Topic Relation

How can a web page or document be associated with a resource?

Context

There is often a need to associate a resource with a page or document that provides further, human-readable content about the resource. This information may often be present in a content management system or dataset as "further reading" links. How can these relations be published as RDF, clearly identifying the relationship between the document and the resource being described?

Solution

Use the foaf:topic and/or foaf:primaryTopic relationships to associate a resource with a page(s) in which it is featured or discussed

Example(s)

In a dataset describing Paris, some additional further reading links may be available:


<http://www.example.org/place/Paris> a ex:Place;
   skos:prefLabel "Paris"@fr.

<http://travel.example.com/blog/a-paris-guide>
   foaf:primaryTopic <http://www.example.org/place/Paris>.

<http://travel.example.com/blog/top-europe-cities>
   foaf:topic <http://www.example.org/place/Paris>.

Discussion

There will always be a mix of unstructured documents and structured data on the Semantic Web. There are many kinds of relations that could be expressed between a document and a resource, but a very common relation is one of categorisation, e.g. identifying when a document or page has a specific focus or theme. The FOAF topic terms, foaf:topic and foaf:primaryTopic provide a means to link a document directly with a resource which features as a topic in that document.

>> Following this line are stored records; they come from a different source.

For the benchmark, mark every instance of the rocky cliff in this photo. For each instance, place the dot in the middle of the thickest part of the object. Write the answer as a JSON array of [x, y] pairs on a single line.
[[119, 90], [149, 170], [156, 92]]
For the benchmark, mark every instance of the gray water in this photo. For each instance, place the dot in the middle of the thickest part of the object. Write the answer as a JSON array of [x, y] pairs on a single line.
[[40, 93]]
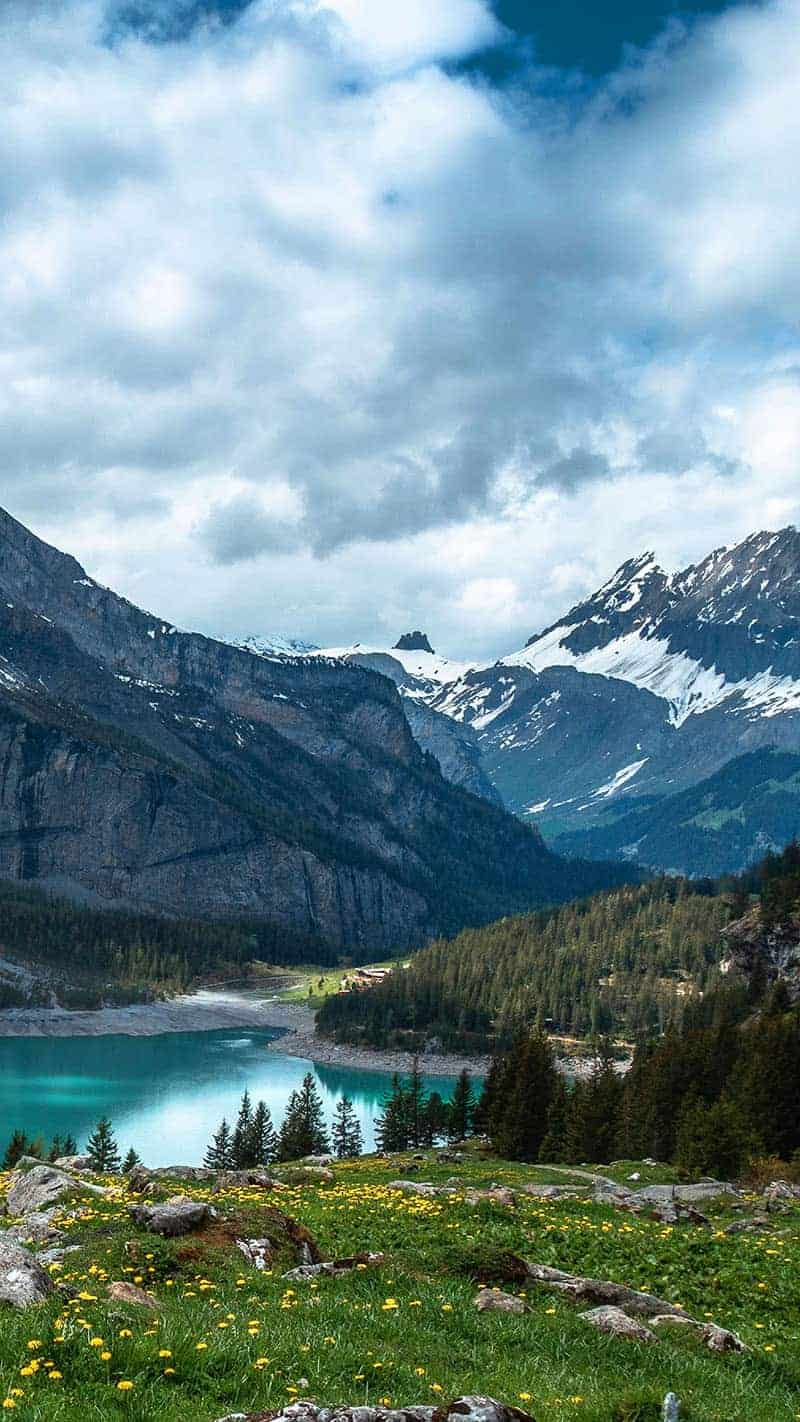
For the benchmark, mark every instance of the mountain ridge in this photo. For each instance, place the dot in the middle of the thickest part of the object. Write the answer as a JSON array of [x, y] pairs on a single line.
[[158, 768]]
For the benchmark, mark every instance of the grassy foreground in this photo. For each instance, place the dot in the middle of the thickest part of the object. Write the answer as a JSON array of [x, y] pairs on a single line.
[[229, 1338]]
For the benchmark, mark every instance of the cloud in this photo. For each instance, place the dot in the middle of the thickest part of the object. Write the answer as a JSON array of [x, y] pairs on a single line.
[[307, 326]]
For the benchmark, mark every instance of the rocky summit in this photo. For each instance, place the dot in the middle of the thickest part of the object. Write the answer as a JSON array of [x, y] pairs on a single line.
[[640, 693], [154, 768]]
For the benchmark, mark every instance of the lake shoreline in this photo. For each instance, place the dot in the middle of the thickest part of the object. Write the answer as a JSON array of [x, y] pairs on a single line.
[[209, 1010]]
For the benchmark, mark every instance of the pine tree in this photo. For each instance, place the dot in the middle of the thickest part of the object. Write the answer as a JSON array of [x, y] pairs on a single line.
[[303, 1131], [392, 1125], [242, 1142], [103, 1149], [523, 1101], [462, 1108], [263, 1136], [219, 1155], [347, 1138]]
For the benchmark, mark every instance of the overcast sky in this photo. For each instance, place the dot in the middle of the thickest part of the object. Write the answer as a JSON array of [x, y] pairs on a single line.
[[334, 322]]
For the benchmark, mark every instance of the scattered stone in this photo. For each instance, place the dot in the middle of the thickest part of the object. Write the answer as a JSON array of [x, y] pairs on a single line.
[[34, 1229], [306, 1175], [463, 1409], [73, 1163], [337, 1266], [722, 1340], [498, 1193], [124, 1293], [716, 1338], [415, 1188], [23, 1281], [615, 1321], [33, 1190], [553, 1192], [175, 1216], [495, 1300], [259, 1253], [600, 1291], [685, 1193]]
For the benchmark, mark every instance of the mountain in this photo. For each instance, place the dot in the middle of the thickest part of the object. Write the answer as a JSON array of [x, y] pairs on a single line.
[[735, 816], [645, 688], [419, 674], [152, 768]]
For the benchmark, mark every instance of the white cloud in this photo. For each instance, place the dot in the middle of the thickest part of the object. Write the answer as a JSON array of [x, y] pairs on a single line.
[[306, 332]]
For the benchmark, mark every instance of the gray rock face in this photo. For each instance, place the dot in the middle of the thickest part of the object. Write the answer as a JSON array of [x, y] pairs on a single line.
[[157, 768], [601, 1291], [175, 1216], [463, 1409], [336, 1266], [259, 1253], [34, 1229], [611, 1320], [23, 1281], [36, 1189]]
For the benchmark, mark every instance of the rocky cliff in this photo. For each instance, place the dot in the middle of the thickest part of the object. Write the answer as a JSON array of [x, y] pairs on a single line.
[[149, 767]]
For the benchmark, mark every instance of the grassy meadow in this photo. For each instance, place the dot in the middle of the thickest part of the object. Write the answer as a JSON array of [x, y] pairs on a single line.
[[228, 1338]]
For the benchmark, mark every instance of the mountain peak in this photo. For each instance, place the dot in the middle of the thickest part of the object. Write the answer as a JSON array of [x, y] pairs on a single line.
[[414, 642]]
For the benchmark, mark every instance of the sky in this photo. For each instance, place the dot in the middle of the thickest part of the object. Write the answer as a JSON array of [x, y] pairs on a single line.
[[338, 320]]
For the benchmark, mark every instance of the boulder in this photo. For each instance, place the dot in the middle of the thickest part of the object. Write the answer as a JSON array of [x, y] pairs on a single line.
[[463, 1409], [23, 1281], [175, 1216], [336, 1266], [259, 1253], [33, 1190], [34, 1229], [73, 1163], [615, 1321], [493, 1300], [124, 1293], [496, 1193], [419, 1188], [601, 1291]]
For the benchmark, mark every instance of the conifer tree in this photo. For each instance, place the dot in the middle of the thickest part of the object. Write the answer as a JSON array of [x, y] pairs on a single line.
[[523, 1102], [462, 1108], [392, 1125], [347, 1138], [219, 1155], [242, 1142], [303, 1131], [263, 1138], [103, 1149]]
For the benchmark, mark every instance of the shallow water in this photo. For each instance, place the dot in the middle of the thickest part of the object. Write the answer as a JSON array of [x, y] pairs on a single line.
[[165, 1095]]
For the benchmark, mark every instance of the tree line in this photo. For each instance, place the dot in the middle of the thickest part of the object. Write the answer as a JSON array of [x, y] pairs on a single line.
[[624, 960]]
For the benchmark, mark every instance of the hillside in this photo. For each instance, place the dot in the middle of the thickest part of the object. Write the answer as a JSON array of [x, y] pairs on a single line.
[[151, 768], [218, 1337], [718, 826], [624, 960], [642, 690]]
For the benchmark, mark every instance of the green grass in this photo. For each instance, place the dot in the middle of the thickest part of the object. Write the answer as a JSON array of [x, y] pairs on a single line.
[[313, 984], [407, 1331]]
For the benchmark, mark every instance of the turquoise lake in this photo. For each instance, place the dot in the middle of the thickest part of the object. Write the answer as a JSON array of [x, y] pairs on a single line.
[[165, 1095]]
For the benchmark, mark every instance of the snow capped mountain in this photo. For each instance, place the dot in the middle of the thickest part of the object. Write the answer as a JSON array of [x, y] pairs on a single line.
[[723, 630], [418, 670], [276, 646], [642, 690]]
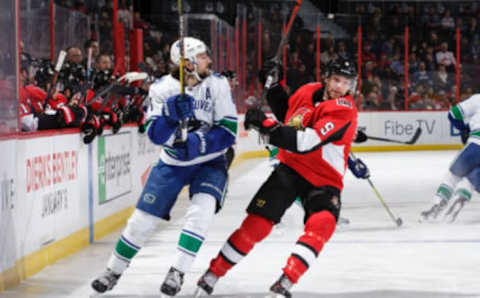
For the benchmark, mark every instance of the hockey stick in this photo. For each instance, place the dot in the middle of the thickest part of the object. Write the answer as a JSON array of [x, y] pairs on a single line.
[[412, 141], [184, 122], [58, 67], [278, 54], [398, 221]]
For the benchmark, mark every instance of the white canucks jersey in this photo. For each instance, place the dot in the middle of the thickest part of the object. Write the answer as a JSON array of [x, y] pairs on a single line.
[[213, 106], [468, 111]]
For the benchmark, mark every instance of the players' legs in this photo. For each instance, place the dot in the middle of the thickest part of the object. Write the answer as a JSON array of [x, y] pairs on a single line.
[[157, 199], [207, 190], [322, 209], [465, 161], [266, 209]]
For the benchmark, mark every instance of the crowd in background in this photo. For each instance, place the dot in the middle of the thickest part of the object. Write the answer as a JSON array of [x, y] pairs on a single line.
[[432, 61]]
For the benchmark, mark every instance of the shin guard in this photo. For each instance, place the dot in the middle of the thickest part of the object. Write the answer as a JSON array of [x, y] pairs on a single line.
[[253, 230], [318, 229]]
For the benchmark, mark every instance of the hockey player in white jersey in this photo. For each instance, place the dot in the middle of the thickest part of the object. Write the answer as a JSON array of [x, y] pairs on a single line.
[[464, 172], [198, 162]]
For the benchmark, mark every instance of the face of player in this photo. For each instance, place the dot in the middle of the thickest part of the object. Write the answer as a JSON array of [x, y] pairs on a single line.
[[338, 86], [104, 63]]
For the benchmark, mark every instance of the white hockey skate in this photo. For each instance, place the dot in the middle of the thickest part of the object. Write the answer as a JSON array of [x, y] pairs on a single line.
[[453, 211], [281, 288], [432, 213], [173, 282], [205, 284], [105, 282]]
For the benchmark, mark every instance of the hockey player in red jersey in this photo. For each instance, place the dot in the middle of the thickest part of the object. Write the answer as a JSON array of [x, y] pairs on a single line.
[[314, 140]]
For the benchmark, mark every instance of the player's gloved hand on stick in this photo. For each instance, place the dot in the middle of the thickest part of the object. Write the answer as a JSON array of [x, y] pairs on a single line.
[[194, 146], [270, 67], [360, 137], [358, 168], [256, 119], [464, 134], [179, 108]]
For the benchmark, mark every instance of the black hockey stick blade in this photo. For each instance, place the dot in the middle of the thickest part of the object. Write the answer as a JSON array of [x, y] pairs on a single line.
[[415, 136]]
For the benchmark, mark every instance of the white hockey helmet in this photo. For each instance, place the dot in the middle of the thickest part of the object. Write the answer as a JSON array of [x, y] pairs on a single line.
[[192, 47]]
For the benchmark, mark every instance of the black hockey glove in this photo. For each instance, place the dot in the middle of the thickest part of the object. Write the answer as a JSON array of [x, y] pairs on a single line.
[[273, 68], [360, 137], [89, 132], [256, 119]]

Other vocabularies provide similar related properties that may be more useful in some scenarios. For example Dublin Core defines the dc:subject property, but this is best used to relate a document to an entry in a controlled vocabulary, e.g. a subject heading, rather than a "real world" resource.

Because the Topic Relation pattern involves making statements about other resources on the web, it is an application of the Annotation pattern.